Rep. David Schweikert on Occupy Wall Street, Dodd-Frank
Rep. David Schweikert speaks during a news conference at the U.S. Capitol in Washington, DC.
Jeremy Hobson: Well it's been a busy week in Washington. Congress passed those three long-delayed free trade deals yesterday, in a move to create jobs in this country. But lawmakers also voted down the President's jobs package in the Senate earlier this week.
We're going to talk jobs and more now with Republican Congressman David Schweikert of Arizona. Congressman, good morning.
David Schweikert: Good morning.
Hobson: Well when the president announced his jobs plan, you released a statement, and you said, "this administration's regulatory environment has destroyed jobs and created a weak and uncertain economy." Give me an example of a regulation that you think has made this economy worse.
Schweikert: I sit on the House Financial Services Committee. Day, after day, after day, we talk to folks who need lines of credit -- lenders or community banks. And they start to think, look, we're ready to go out and play -- except with the rules and promulgations of such that are coming through Dodd-Frank, we don't know what the risk retention requirements are.

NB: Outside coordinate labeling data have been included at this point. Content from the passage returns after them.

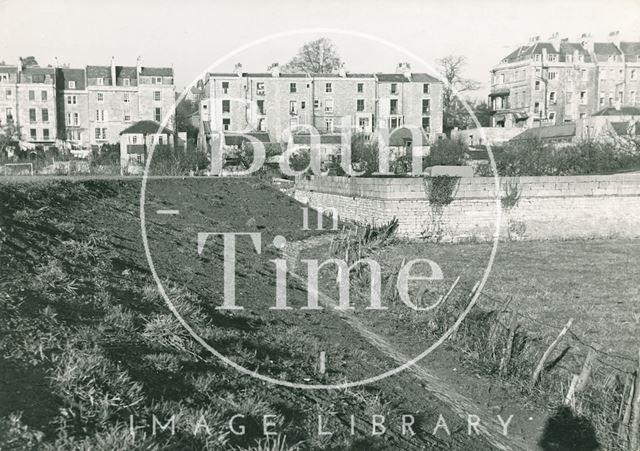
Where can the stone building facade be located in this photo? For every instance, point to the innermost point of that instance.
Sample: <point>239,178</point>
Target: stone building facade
<point>280,103</point>
<point>83,107</point>
<point>556,81</point>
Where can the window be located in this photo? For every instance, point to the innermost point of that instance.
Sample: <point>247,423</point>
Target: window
<point>328,123</point>
<point>393,106</point>
<point>426,106</point>
<point>426,124</point>
<point>363,123</point>
<point>328,106</point>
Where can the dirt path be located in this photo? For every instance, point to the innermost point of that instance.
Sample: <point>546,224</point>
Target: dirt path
<point>445,391</point>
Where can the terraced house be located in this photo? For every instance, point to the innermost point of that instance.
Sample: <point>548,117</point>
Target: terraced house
<point>557,80</point>
<point>83,107</point>
<point>281,103</point>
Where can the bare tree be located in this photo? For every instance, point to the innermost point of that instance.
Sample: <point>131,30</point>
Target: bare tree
<point>319,56</point>
<point>452,67</point>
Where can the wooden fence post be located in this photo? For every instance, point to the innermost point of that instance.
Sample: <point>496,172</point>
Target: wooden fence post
<point>506,352</point>
<point>586,369</point>
<point>547,353</point>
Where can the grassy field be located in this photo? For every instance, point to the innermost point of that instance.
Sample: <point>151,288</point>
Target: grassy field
<point>87,343</point>
<point>594,282</point>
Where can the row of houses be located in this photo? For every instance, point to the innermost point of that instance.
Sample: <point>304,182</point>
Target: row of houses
<point>83,107</point>
<point>285,105</point>
<point>556,81</point>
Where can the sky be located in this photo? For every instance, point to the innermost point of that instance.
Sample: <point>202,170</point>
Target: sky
<point>192,35</point>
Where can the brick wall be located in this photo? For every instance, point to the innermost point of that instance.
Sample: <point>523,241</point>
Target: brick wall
<point>547,207</point>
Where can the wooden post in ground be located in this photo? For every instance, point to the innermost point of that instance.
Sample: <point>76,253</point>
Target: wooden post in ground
<point>586,369</point>
<point>634,433</point>
<point>547,353</point>
<point>508,347</point>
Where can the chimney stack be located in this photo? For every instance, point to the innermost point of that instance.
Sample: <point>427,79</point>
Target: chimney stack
<point>404,69</point>
<point>113,71</point>
<point>274,69</point>
<point>238,69</point>
<point>342,71</point>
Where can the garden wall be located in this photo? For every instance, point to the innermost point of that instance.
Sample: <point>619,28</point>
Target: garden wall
<point>526,208</point>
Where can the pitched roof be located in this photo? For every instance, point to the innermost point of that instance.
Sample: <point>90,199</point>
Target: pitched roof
<point>156,72</point>
<point>9,69</point>
<point>324,139</point>
<point>146,128</point>
<point>623,111</point>
<point>65,75</point>
<point>548,132</point>
<point>631,50</point>
<point>98,71</point>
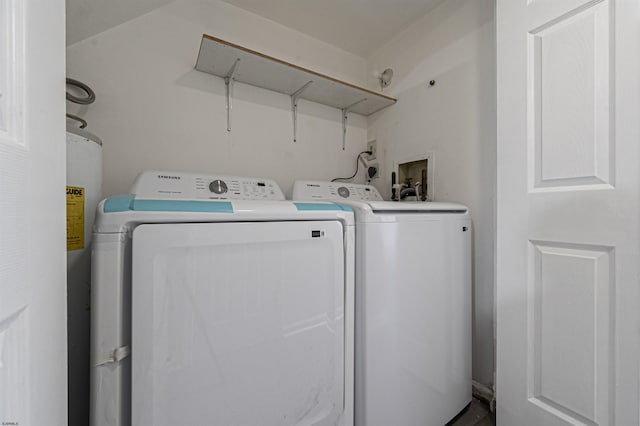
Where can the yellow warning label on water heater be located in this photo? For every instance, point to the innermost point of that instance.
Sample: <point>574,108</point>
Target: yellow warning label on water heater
<point>75,218</point>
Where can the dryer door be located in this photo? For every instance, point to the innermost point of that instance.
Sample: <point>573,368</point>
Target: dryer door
<point>238,324</point>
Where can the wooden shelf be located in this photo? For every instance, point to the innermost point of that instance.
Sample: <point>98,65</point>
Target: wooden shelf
<point>218,57</point>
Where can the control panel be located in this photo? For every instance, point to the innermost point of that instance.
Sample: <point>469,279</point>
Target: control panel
<point>334,191</point>
<point>211,187</point>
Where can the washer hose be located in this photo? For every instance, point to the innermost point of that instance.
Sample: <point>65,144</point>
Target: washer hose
<point>91,96</point>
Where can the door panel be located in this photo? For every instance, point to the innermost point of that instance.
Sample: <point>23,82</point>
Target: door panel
<point>238,323</point>
<point>568,214</point>
<point>33,385</point>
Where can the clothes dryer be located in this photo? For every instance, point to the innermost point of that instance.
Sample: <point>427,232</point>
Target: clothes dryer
<point>217,302</point>
<point>413,305</point>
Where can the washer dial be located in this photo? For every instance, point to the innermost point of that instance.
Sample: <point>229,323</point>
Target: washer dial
<point>218,186</point>
<point>343,192</point>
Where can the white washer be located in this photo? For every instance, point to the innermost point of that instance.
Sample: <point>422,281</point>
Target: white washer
<point>216,302</point>
<point>413,305</point>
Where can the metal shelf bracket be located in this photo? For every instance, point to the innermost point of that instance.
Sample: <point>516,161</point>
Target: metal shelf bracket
<point>229,79</point>
<point>345,111</point>
<point>294,108</point>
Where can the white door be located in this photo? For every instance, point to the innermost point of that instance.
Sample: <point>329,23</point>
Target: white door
<point>33,368</point>
<point>239,324</point>
<point>568,212</point>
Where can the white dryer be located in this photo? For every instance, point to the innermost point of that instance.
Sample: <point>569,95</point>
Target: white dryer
<point>413,305</point>
<point>216,302</point>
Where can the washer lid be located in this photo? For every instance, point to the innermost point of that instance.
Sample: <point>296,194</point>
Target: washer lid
<point>415,207</point>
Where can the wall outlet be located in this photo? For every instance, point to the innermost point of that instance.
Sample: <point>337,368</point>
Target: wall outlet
<point>372,146</point>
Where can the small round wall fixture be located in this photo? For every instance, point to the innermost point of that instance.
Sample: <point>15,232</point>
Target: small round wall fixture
<point>385,78</point>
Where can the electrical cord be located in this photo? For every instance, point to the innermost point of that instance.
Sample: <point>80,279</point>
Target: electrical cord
<point>357,165</point>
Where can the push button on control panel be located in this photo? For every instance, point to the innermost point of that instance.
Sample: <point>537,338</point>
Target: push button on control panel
<point>218,186</point>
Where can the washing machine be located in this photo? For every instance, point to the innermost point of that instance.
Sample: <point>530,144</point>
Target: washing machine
<point>217,302</point>
<point>413,305</point>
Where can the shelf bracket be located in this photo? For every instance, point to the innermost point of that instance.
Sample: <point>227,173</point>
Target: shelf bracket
<point>294,108</point>
<point>229,79</point>
<point>345,111</point>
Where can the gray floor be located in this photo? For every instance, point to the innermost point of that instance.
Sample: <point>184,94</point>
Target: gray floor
<point>477,414</point>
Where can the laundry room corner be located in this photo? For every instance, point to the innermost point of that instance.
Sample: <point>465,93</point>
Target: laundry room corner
<point>155,111</point>
<point>444,79</point>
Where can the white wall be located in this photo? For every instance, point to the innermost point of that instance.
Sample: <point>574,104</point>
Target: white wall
<point>154,111</point>
<point>455,120</point>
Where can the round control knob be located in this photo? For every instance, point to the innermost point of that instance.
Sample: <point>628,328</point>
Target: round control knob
<point>218,186</point>
<point>343,192</point>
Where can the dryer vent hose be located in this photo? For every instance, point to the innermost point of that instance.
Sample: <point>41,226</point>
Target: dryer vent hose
<point>91,96</point>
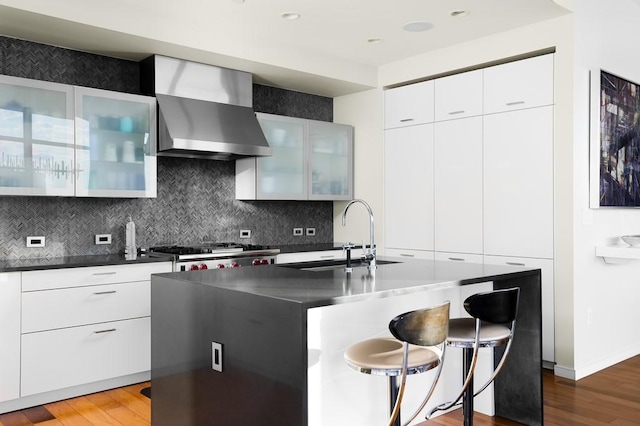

Hobson: Like what? What are they worried about?
Schweikert: I'll give you a good example. If you and I were going to go out and do a certain type of mortgage lending, what's the reserve requirements you have to have for it? We're not sure! So you actually can't open up your billfold until you know the rules you're playing under.
Hobson: But the Dodd-Frank Financial Regulatory Reform Bill was passed for a reason -- and it was passed because many people thought that Wall Street was not being regulated enough before. That's what led us into the bubble -- which burst in 2008 -- and led us into this mess.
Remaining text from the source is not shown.